BTW, did you try the BabblePad editor I posted yesterday. If anything
could handle UTF-8 it would be his app. I doubt there is anyone in the
world that knows more about character coding or character history
(especially Asian glyphs), than Andrew West.
At 1/13/2012 01:42 PM, you wrote:
>Art Kocsis wrote:
> > Just to make sure we are on the same page I am defining
> > a Unicode document as one that uses two bytes to encode
> > each character. Most of the time (for western documents),
> > the high byte is zero.
>Yes, you're right, that's UTF-16 and it's NOT what I'm dealing with here
>(and I believe nothing NoteTab can deal with well at all).
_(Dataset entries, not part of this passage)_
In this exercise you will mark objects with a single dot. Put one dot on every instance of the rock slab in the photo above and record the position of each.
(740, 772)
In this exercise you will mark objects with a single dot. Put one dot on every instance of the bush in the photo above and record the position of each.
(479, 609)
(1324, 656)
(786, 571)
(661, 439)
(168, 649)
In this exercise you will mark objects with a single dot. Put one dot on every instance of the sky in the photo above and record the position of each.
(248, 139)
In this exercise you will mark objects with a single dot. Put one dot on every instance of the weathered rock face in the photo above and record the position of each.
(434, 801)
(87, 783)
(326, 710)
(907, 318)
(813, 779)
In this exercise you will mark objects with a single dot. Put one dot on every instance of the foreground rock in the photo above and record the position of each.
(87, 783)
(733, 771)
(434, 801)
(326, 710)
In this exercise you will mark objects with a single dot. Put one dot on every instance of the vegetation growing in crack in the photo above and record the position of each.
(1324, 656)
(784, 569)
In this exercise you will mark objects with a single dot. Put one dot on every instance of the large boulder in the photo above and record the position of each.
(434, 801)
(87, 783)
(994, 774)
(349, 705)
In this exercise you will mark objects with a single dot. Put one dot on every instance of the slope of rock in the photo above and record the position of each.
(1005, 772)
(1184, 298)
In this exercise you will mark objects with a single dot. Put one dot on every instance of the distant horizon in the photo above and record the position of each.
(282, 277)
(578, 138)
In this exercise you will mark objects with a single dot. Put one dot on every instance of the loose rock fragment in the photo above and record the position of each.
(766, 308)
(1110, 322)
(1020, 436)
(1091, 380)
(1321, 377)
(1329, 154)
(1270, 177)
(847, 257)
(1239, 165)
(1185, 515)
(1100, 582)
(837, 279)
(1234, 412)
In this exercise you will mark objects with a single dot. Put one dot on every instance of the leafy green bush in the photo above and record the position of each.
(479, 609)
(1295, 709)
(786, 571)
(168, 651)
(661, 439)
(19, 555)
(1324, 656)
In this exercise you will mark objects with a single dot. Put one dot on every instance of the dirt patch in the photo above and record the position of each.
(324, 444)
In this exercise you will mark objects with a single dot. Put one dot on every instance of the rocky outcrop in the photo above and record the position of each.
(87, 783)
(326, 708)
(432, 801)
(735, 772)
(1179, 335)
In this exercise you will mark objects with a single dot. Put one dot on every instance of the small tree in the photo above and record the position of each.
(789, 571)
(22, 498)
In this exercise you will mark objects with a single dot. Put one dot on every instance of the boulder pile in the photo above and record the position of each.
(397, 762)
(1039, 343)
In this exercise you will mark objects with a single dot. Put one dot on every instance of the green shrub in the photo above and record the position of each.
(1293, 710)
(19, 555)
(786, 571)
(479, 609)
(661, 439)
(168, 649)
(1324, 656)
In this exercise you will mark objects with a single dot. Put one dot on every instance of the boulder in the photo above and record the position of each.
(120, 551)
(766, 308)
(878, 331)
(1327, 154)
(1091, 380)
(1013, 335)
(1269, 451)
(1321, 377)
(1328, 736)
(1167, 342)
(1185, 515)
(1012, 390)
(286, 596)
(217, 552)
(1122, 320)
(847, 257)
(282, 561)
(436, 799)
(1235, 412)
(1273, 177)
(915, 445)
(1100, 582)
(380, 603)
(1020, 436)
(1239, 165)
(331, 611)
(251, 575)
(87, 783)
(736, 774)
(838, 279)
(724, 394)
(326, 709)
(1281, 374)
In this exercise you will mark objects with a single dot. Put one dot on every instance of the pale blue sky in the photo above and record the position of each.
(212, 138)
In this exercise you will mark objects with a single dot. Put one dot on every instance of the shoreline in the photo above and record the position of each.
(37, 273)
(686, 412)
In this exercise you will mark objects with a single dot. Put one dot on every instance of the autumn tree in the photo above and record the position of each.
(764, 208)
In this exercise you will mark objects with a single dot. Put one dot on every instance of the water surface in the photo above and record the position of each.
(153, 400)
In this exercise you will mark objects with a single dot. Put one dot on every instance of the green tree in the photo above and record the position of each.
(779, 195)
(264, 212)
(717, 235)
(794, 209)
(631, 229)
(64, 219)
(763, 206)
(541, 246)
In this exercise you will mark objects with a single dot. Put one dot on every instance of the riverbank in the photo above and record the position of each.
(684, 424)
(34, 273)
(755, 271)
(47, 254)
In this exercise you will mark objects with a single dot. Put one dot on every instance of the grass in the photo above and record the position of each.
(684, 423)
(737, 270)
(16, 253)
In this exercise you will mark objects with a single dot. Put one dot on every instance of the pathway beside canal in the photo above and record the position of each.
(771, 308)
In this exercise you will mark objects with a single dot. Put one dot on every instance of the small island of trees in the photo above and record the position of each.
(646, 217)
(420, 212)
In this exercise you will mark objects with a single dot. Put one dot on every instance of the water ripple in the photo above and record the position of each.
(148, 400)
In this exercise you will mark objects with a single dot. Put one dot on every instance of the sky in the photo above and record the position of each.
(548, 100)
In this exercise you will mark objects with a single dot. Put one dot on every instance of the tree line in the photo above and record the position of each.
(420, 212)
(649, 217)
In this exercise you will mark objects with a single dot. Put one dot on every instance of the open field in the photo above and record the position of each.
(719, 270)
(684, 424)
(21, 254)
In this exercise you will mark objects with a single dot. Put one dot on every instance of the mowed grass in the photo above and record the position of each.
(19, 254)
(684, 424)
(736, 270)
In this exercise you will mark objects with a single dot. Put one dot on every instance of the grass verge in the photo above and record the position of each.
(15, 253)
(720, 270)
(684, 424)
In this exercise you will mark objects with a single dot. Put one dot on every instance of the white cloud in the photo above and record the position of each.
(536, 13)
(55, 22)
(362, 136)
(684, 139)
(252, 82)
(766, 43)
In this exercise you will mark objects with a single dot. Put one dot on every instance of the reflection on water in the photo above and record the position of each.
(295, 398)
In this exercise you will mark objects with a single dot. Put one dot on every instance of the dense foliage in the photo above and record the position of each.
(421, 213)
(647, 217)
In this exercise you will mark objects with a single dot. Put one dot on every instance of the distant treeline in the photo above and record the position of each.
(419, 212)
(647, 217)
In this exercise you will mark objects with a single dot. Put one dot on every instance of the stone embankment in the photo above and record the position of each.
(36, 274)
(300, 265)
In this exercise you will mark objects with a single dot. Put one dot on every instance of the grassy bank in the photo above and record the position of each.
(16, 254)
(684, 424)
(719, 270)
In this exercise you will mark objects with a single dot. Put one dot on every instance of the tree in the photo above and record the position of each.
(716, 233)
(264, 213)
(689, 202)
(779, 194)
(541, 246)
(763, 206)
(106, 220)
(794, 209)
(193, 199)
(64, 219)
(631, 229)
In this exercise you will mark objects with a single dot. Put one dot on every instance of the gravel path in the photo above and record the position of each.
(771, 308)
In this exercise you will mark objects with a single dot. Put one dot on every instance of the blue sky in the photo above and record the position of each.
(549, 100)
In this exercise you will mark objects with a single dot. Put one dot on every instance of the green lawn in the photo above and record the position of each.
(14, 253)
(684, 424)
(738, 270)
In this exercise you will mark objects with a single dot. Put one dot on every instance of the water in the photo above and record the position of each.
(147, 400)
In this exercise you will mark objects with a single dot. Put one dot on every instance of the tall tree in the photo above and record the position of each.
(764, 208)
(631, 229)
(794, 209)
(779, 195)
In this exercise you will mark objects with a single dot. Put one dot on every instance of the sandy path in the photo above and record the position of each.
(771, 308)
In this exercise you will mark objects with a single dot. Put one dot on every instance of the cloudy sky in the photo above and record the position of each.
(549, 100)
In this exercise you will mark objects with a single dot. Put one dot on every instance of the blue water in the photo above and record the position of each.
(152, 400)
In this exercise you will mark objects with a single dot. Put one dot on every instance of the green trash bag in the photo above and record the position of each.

>What I'm writing for and about is UTF-8, the "up and coming" standard
>for the web. The 127 low ASCII characters, the bulk of all Western
>European text (i.e. except Greek and Cyrillic) are written as is, which
>more or less halves the size of texts written in UTF-16. All others are
>coded in two up to six bytes. It is this variability, that creates the
>problem. All bytes with the high bit set follwed by a low bit 10xxxxxx
>or $80 to $BF are a following byte and must not begin a sequence. A
>start byte has as many high bits as the length of the sequence followed
>by a low bit. The first 128 legal two-byte sequences (you could code the
>128 7-bit ones as two-byte, but that's declared illegal), i.e. $C2 or
>$C3 in the first byte or (1100001x-10xxxxxx) code latin-1.
>UTF-16 is not used much and, due to the constant sequence length of two
>bytes, is easy to deal with. UTF-8 breaks the rule of one character
>mapping to a fixed number of bytes, mostly one.